Blockchain Is Not Magic

Post by Douglas Antin

Wait…What’s Blockchain Again?

Ok, so maybe you or someone you know could use a brief explanation on what blockchain is again. Blockchain enables peer to peer (P2P) transactions using complex math with a lot of computing power (cryptographic functions) to remove the need for a middleman to enforce the transaction. Removing the middleman addresses counter-party risk associated with a third-party intermediary and this can potentially reduce transaction costs.

The blockchain consists of a network of people using computing power to verify that “blocks” of information shared between the network are true, i.e.: verifying that the data is consistent and has not been altered. This process creates what is called a decentralized ledger or a public account of transactions that have taken place on the blockchain. The ledger is “distributed” because there is no one person or institution in control of verifying the information that was added to the network. Instead, verifying information on the blockchain can be considered somewhat of a democratic process because, in this case, many people combine their computing power collectively to authenticate transactions. If a transaction is authenticated by a majority of the computing power on the network, it is verified meaning majority rule is the form of governance.

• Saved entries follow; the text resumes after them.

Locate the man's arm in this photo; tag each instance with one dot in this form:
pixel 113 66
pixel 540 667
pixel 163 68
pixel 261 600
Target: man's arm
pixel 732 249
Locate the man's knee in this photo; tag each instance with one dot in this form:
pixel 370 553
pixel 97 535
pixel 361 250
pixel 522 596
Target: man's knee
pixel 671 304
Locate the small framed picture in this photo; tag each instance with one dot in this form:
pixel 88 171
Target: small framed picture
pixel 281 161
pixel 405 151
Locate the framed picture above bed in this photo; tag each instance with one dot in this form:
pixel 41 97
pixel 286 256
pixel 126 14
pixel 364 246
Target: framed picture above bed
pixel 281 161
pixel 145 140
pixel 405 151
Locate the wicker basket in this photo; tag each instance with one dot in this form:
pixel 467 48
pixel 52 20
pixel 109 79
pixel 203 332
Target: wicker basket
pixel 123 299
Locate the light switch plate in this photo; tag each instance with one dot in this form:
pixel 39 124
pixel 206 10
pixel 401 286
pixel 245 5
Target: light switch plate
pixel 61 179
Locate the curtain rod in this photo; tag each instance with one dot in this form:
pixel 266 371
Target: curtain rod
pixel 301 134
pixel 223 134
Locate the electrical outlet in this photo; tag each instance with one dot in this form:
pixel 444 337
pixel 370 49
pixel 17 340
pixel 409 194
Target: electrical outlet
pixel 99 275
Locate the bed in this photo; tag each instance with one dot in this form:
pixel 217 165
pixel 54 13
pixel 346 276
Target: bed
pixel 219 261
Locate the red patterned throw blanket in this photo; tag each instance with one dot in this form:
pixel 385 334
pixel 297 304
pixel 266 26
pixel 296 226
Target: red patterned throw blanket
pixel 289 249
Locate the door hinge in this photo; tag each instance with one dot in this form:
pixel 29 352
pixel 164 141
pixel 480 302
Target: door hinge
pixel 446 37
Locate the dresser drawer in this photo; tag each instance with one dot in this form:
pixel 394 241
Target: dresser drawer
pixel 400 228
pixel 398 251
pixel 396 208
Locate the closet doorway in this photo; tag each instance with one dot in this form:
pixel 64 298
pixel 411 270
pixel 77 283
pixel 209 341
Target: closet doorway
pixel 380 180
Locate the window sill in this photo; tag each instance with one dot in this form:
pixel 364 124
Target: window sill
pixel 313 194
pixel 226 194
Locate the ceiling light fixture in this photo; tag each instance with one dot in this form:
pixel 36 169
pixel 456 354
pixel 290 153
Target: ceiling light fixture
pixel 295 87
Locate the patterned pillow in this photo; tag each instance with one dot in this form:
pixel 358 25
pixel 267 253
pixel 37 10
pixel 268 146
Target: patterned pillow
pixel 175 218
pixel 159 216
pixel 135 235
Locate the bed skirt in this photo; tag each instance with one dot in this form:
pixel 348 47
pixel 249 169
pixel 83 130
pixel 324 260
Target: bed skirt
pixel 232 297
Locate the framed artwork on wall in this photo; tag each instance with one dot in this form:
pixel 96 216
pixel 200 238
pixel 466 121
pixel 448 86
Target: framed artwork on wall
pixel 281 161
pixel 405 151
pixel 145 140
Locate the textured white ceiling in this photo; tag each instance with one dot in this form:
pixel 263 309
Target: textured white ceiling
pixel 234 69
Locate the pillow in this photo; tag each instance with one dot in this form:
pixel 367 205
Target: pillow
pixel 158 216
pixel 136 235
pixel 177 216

Each block on the chain is a grouping of information based events chained to a set of past and verifiable events. The entirety of the blockchain, therefore, contains all the transactions that have taken place on this public ledger. The chain of democratically reviewed and public history of transacted information is what makes the blockchain a “trustless” technology. In other words, you don’t need to trust an individual middleman to process or verify the transaction. You can think of blockchain like a very large and intricate game of telephone but in this version, all participants can look back and verify the messages that are sent are true.

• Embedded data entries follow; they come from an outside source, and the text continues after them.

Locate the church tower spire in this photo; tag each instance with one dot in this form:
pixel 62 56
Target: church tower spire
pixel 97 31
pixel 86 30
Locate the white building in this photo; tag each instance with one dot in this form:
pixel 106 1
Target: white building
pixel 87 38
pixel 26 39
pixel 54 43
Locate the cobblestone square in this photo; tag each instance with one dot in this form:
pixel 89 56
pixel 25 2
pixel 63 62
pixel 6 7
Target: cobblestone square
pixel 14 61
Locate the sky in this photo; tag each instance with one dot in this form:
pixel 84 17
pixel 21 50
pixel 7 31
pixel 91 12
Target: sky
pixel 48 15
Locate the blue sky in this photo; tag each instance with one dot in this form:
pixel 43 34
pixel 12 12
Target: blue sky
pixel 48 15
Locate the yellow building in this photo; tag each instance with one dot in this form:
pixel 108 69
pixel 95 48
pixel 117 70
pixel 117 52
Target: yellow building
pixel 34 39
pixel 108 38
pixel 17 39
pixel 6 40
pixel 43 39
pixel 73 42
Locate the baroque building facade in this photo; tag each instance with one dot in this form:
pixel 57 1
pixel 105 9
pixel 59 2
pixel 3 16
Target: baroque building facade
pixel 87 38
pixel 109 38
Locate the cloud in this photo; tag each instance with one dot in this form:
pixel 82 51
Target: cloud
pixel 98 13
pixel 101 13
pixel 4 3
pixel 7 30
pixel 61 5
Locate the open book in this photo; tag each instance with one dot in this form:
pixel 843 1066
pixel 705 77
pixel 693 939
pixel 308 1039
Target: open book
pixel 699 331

So how is blockchain actually used? Bitcoin, the original application of blockchain, was created as a digital cash and payment system using the distributed P2P network concept.  The primary purpose of Bitcoin was for individuals who did not want to rely on financial institutions to make a transaction. Following the original Bitcoin blockchain, other experiments with public and decentralized ledgers have taken place. One blockchain technology concept worth noting was the development of the smart contract.

Smart Contracts

A smart contract is an event based agreement between two or more parties that stipulates if certain conditions are met then specific consequences will result.  Smart contracts are the software coded version of the agreement and the code provides an automatic and self-enforcing program, for example, you agree to the terms, write the code and then either you meet the terms and get the desired outcome or you do not meet the terms and get what the agreement stipulates. These contracts have the potential to reduce costs associated with the middlemen (third parties) of business exchanges.  Removal of the middlemen creates an opportunity to eliminate bank fees, escrow accounts (and their fees), check processing and all the communication and paperwork involved in complex transactions. Ultimately, reducing the costs of business creates the possibility of a more inclusive environment for disenfranchised communities left on the sidelines due to the cost of business and lack of access to strong financial institutions.


What’s Happening Now?

Ethereum Network

With Bitcoin’s adoption and subsequent growing use, a new type of blockchain was created that could be used to facilitate more than peer to peer payments. Using smart contracts, Ethereum aims to become a new type of global and decentralized computer network. This open-source blockchain provides networked computing power to run a wide variety of applications beyond P2P payments, powered by smart contracts. Areas of exploration include distributed file sharing, futures markets, asset exchanges, loans, and crowdfunding.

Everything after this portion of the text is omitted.